Great Natural Exterior Paint

We’ve been experimenting with exterior wood paint with some great results.

The research is based on the traditional Scandinavian red paint, which is a base of linseed oil with various things added. One description:

Centuries ago, European farmers sealed the wood on their barns with an oil, often linseed oil, which was a sort of tawny-colored oil made from flax seeds. They painted their barns with this linseed-oil mixture, often adding milk and lime. The combination produced a long-lasting paint that dried and hardened quickly. Today, linseed oil is still used to seal wood.
Historically, “barn red” is not the bright, fire-engine red that we often see today, but more of a burnt-orange red. As to how the oil mixture became traditionally red, there are two predominant theories:
Sometimes wealthy farmers added blood from a recent slaughter to the oil mixture. As the paint dried, it turned from a bright red to a darker, burnt red.
Some farmers added ferrous oxide, otherwise known as rust, to the oil mixture. Rust was plentiful on farms and is a poison to many fungi, including mold and moss, which were known to grown on barns. These fungi would trap moisture in the wood, increasing decay. So it made a lot of sense to add rust to the paint, which would also give it a red tinge.

——–

Both blood (often ox blood but not always) and ferrous oxide are used around the world in traditional paint because they both have good properties for long lasting, anti fungal paint.
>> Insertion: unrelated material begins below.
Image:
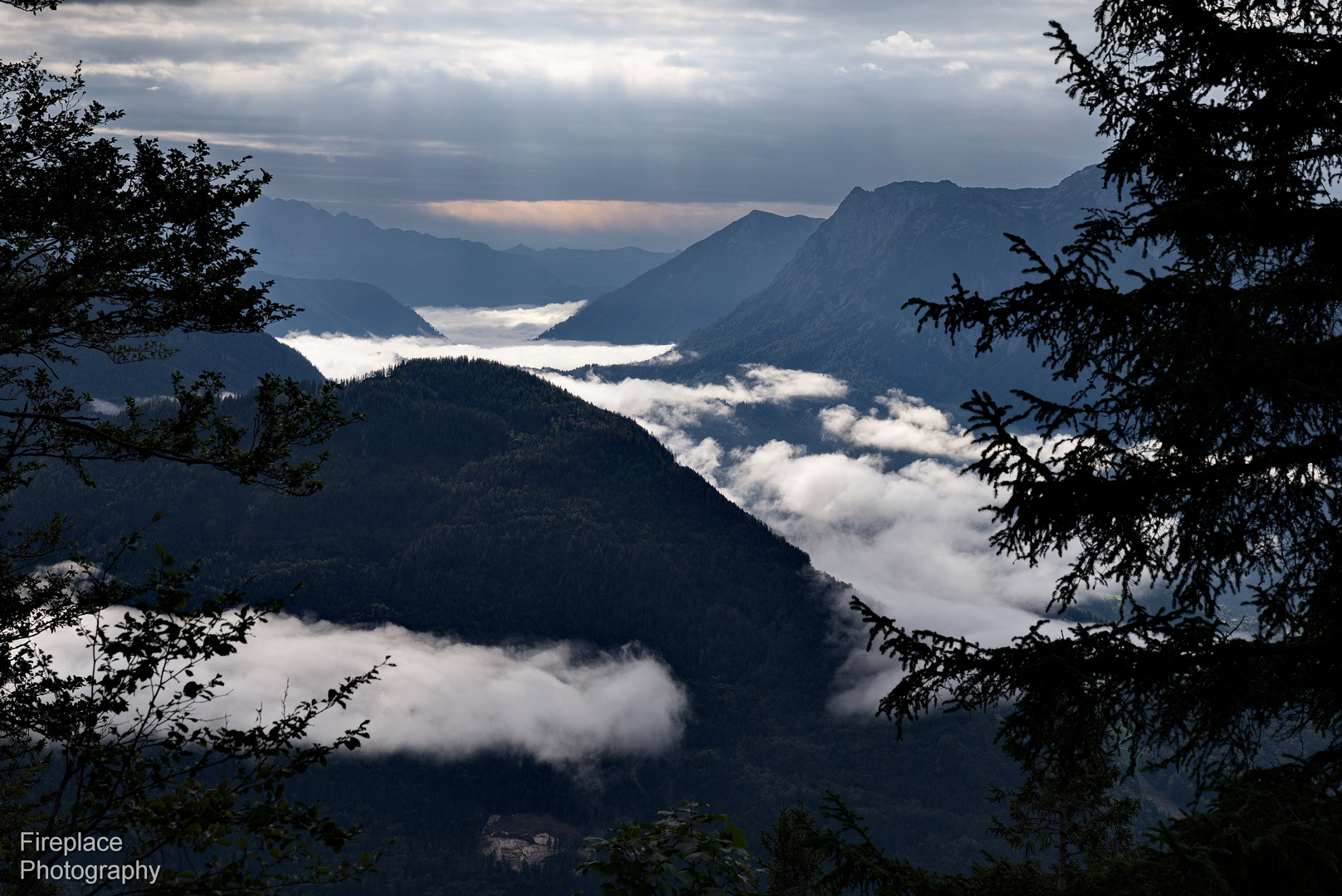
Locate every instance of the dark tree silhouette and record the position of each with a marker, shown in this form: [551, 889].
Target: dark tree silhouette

We decided to go the Ferrous Oxide route since we didn’t have any ox blood in the fridge. But we did have red coloring from MilkPaint.com which is a mix of casein (whey) and natural earthen pigment (sort of ferrous oxide).

We mixed the milk paint coloring with boiled linseed oil and citrus solvent. The citrus solvent was to dilute the oil so that it seeped deeper into the wood.

If you want to get the real deal boiled linseed oil you can get it from SolventFreePaint.com. It is so natural you can practically drink the stuff (don’t). But you pay a pretty penny for it. We just went with the boiled linseed oil from the local hardware store. Yes it is loaded with emulsifiers and other nasty stuff but we just pretend it is natural.

The results are pretty astounding. Below you can see the Brooklyn Show House green roof. We built a bulkhead and pergola (for solar PV and water heating) out of old salvaged wood. We painted it with the boiled linseed oil mix. It works really, really well.

P1010055.JPG

Below is what it looked like before painting it. It looks fine. The natural look is beautiful too. But the beauty of the linseed oil paint is the synthesis of beauty as function. It is not simple decoration. It will extend the wood from maybe 10-15 years to maybe 50-60 years. That is pretty phenomenal.